2. Sublimation drying
Sublimation drying is also called primary drying. The frozen product is placed in a closed vacuum container and heated to make the ice crystals sublimate into water vapor and escape, thereby dehydrating and drying the product. Drying is gradually pushed inward from the outer surface, and the gaps left after the ice crystals sublimate become the escape channels for the sublimated water vapor in the future. When all the ice crystals are removed, the first stage of drying is completed, and about 90% of all water is removed at this time. In this process, there is both heat transfer and mass transfer. The heat absorbed by the sublimation of ice crystals is supplied by the heating plate, and the sublimated water vapor escapes through the gaps in the dried layer.

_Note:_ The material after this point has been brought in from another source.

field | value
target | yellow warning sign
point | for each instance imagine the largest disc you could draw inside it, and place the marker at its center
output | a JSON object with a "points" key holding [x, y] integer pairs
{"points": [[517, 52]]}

However, during the drying process, the undried particles in the material should always be kept in a frozen state. If the temperature is too high, the ice crystals will melt, so the temperature of the frozen layer of the item should be lower than its eutectic point. In addition, it should not be heated too quickly so that the temperature of the dried layer exceeds the disintegration temperature. The so-called disintegration temperature means that when the temperature reaches a certain value, some dried products will lose their rigidity and collapse, lose their loose and porous properties, and make the dried products sticky, increase their specific gravity, and darken their color. After the dry product disintegrates, it affects the passage of water vapor from the freeze-dried layer, causing the product to partially melt.
3. Desorption drying
Desorption drying is also called secondary drying. After the first stage, some water is still adsorbed on the capillary wall and polar groups of the dried material, and this water is not frozen. After the second stage of drying, the residual moisture content in the product is generally between 0.5% and 4%. The desorption time is determined by factors such as the type and shape of the product; the requirements for residual water content; and the performance of the freeze dryer.